Trois ans plus tard, Emmanuel Macron a donc changé d’avis : il y aura bien un nouveau projet de loi, il sera présenté en décembre, le président va en dévoiler le contour ce vendredi 2 octobre aux Mureaux. Sommé au début de son quinquennat de prononcer un discours sur la laïcité, le chef de l’État a plusieurs fois repoussé une prise de parole avant de contourner le problème en proposant un concept, celui de séparatisme.

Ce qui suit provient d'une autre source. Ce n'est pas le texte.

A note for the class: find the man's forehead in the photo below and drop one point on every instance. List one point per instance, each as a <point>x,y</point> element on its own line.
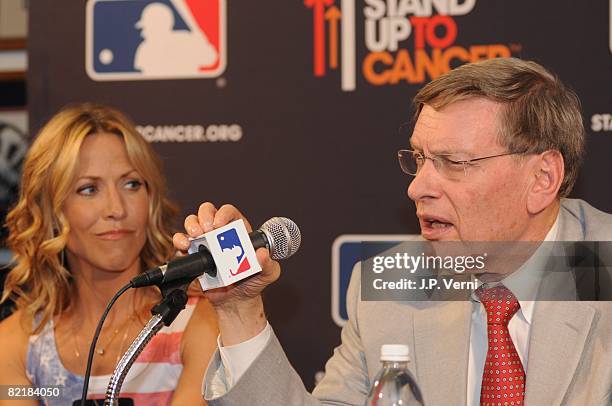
<point>460,126</point>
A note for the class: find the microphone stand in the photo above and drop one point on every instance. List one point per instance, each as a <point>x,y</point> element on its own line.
<point>164,313</point>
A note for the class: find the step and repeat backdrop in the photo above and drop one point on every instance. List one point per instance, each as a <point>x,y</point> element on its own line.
<point>297,107</point>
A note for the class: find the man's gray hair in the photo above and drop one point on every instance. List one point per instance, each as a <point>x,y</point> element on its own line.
<point>539,113</point>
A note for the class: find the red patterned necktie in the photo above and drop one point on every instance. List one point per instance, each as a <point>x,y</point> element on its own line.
<point>503,380</point>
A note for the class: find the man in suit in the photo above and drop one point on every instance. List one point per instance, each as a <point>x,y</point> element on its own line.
<point>496,149</point>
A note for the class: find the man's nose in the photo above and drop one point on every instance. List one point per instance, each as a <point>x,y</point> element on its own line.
<point>426,183</point>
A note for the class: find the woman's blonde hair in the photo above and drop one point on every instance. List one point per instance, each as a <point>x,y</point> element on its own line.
<point>40,283</point>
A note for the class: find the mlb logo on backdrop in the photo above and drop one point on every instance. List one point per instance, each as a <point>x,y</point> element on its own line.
<point>155,39</point>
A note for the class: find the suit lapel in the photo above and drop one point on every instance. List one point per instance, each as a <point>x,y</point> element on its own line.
<point>559,332</point>
<point>441,341</point>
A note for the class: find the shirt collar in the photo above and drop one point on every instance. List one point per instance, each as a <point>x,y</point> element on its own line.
<point>524,283</point>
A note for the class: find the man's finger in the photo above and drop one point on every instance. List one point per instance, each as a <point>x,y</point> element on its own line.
<point>228,213</point>
<point>192,226</point>
<point>206,216</point>
<point>180,241</point>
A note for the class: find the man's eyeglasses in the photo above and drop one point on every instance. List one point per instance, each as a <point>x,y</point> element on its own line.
<point>411,163</point>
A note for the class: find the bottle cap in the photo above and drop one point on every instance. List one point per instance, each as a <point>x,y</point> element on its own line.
<point>394,352</point>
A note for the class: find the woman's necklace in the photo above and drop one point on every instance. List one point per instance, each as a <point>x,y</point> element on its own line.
<point>101,349</point>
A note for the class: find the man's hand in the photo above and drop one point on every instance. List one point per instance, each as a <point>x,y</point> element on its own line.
<point>239,306</point>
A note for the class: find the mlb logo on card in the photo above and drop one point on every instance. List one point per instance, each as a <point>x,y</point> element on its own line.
<point>233,251</point>
<point>155,39</point>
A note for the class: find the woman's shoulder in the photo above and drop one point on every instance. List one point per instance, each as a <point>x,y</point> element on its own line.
<point>15,328</point>
<point>14,334</point>
<point>202,325</point>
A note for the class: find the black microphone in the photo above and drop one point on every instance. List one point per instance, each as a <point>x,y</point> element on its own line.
<point>279,235</point>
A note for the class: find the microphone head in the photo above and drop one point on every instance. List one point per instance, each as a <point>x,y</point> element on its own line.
<point>283,236</point>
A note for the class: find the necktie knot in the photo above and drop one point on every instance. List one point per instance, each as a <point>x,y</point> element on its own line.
<point>499,302</point>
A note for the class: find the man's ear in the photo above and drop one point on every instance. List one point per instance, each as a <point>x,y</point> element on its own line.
<point>548,172</point>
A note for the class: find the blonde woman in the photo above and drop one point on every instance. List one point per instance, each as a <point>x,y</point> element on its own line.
<point>91,215</point>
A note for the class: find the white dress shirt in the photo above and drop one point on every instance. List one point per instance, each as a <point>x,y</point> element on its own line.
<point>237,358</point>
<point>524,285</point>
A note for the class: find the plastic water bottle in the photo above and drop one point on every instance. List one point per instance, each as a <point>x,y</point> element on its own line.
<point>394,385</point>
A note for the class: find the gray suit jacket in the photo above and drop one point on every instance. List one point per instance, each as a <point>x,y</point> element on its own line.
<point>570,349</point>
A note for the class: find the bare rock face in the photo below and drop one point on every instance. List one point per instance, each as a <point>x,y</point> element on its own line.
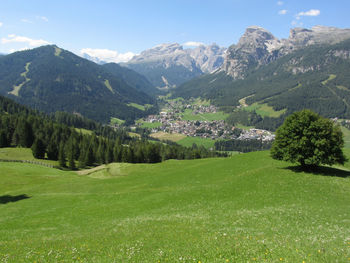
<point>166,55</point>
<point>208,58</point>
<point>169,65</point>
<point>259,47</point>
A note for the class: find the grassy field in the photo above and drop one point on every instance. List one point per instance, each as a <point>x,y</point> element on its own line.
<point>248,208</point>
<point>150,125</point>
<point>116,121</point>
<point>137,106</point>
<point>16,153</point>
<point>175,137</point>
<point>264,110</point>
<point>84,131</point>
<point>188,141</point>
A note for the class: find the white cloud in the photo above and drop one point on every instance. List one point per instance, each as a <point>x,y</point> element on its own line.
<point>297,23</point>
<point>24,20</point>
<point>282,12</point>
<point>311,12</point>
<point>20,39</point>
<point>19,49</point>
<point>107,55</point>
<point>193,44</point>
<point>44,18</point>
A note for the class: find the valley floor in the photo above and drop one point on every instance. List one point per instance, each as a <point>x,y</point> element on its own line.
<point>247,208</point>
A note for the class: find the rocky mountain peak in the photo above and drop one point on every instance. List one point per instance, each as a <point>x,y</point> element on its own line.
<point>255,36</point>
<point>208,58</point>
<point>257,46</point>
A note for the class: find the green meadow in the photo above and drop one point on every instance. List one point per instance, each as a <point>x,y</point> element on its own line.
<point>264,110</point>
<point>188,141</point>
<point>247,208</point>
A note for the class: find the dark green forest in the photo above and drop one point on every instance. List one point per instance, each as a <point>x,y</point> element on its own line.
<point>51,79</point>
<point>51,137</point>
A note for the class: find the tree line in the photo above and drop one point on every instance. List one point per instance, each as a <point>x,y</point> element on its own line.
<point>242,145</point>
<point>57,141</point>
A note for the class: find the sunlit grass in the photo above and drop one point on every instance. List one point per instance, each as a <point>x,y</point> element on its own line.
<point>248,208</point>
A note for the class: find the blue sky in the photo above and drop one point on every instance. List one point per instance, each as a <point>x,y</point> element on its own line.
<point>118,29</point>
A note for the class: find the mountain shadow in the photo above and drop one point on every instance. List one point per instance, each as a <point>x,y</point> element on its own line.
<point>4,199</point>
<point>321,170</point>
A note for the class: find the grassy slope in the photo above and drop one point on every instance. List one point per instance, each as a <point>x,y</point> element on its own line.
<point>15,153</point>
<point>241,209</point>
<point>264,110</point>
<point>189,141</point>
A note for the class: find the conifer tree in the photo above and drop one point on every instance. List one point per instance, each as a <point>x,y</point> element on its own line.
<point>61,155</point>
<point>38,149</point>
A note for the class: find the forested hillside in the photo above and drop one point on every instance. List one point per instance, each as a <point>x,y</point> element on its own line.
<point>23,127</point>
<point>315,77</point>
<point>51,79</point>
<point>132,78</point>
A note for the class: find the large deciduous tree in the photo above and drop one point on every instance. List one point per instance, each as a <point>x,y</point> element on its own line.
<point>308,139</point>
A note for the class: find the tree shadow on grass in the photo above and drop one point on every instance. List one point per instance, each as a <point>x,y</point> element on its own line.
<point>321,170</point>
<point>4,199</point>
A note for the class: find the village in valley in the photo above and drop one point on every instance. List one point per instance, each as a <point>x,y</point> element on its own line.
<point>200,120</point>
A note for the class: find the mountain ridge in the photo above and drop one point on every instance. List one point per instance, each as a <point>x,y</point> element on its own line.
<point>52,79</point>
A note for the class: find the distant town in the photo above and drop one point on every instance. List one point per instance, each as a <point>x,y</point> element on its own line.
<point>171,120</point>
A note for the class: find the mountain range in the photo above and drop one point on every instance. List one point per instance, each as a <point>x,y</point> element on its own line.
<point>169,65</point>
<point>307,70</point>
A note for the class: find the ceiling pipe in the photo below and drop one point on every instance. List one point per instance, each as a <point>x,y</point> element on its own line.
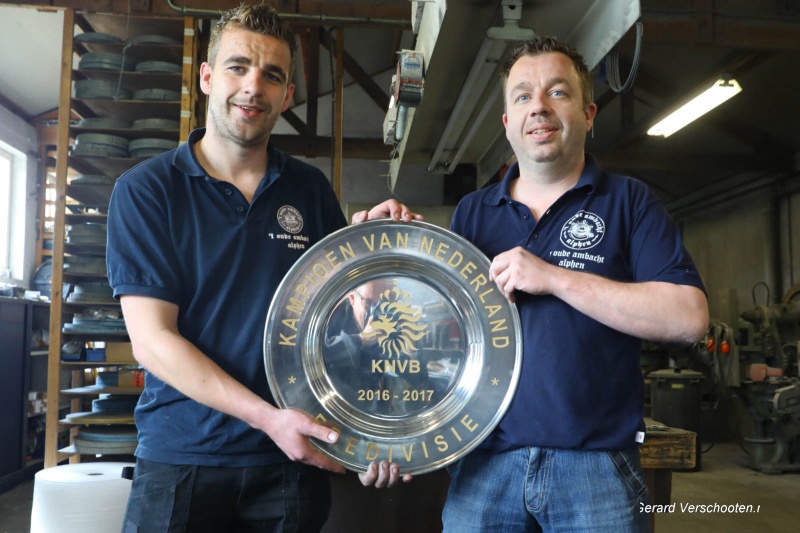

Le chef de l’État l’a défini le 18 février dernier à Mulhouse : « Notre ennemi est le séparatisme, c’est-à-dire ce phénomène que nous observons depuis des décennies qui est une volonté de quitter la République, de ne plus en respecter les règles, d’un mouvement de repli qui, en raison de croyances et d’appartenance, vise à sortir du champ républicain et ça, ce n’est pas acceptable ».

« Délitement de la République »

Alors que le débat sur la laïcité est devenu inflammable, alors que la droite et l’extrême droite l’attaquent pour son inaction, le président français est désormais convaincu qu’il ne peut pas rester inactif. Parmi les mesures déjà dévoilées, la suppression des subventions pour les associations qui ne respectent pas la laïcité, la lutte contre la polygamie, ou encore l’interdiction des certificats de virginité. « Je pense que la situation évolue vite », explique le député marcheur Éric Poulliat, auteur d’un rapport sur la radicalisation dans les services publics. « Le président s’aperçoit sans doute que le délitement de la République est beaucoup plus avancé que ce qu’il ne le pensait au départ dans certains territoires et qu’il y a un combat à mener pour réaffirmer la République dans ses valeurs et ses principes, tout en proposant un projet de cohésion sociale ».

« Il ne faut plus procrastiner »

Mais ce glissement du Macron candidat qui pourfendait les « revanchards de la laïcité » au Macron président qui part en croisade contre le « séparatisme islamiste » et se fait l’apôtre du « patriotisme républicain » ne plaît pas à tout le monde au sein de la Macronie. D’un côté, il y a celles et ceux qui se réjouissent du changement de ton du président et l’appellent à « ne plus avoir la main tremblante », à l’image de Francis Chouat, député du Val d’Oise, ancien maire d’Evry : « Je comprends la volonté du président de ne stigmatiser personne mais en même temps il ne faut plus procrastiner ! Parce que celles et ceux qui s’attaquent à la République, qui ont pris pied dans des territoires, qui pénètrent les organisations syndicales pour prôner le communautarisme, ceux-là, ils n’ont pas de pudeur. Ils nomment les choses. Ils veulent abattre la République française et sa construction, son histoire. Donc il ne faut pas, nous aussi, avoir de pudeur et moi, je suis pour stigmatiser les terrorismes de l’islamisme politique radical ».

« Pas besoin de fractrurer la société »

De l’autre côté, il y a celles et ceux qui sont peu à l’aise avec l’offensive régalienne du président. Comme cette ministre qui juge le terme séparatisme « peu parlant ». Comme cette autre qui s’inquiète en privé : « brandir la laïcité contre une religion, c’est pousser des jeunes vers le radicalisme parce qu’ils ne se sentent pas intégrés ». « Avec mesure et avec discernement, nous pouvons très bien faire le travail et donc lutter contre les personnes qui prêchent la haine, l’exclusion, la radicalité et veulent s’autonomiser. Pas besoin pour ça de fracturer la société plus qu’elle ne l’est déjà, renchérit le député En Marche Sacha Houlié. J’espère que le président sera à la hauteur du discours qu’il avait fait en 2016 et qui est tout à fait clair sur la question ». Depuis quelques jours, l’exécutif cherche à corriger sa copie pour justement donner une dimension plus « positive », dixit l’Elysée, au futur projet de loi, avec des mesures pour rétablir « la promesse républicaine dans les quartiers ».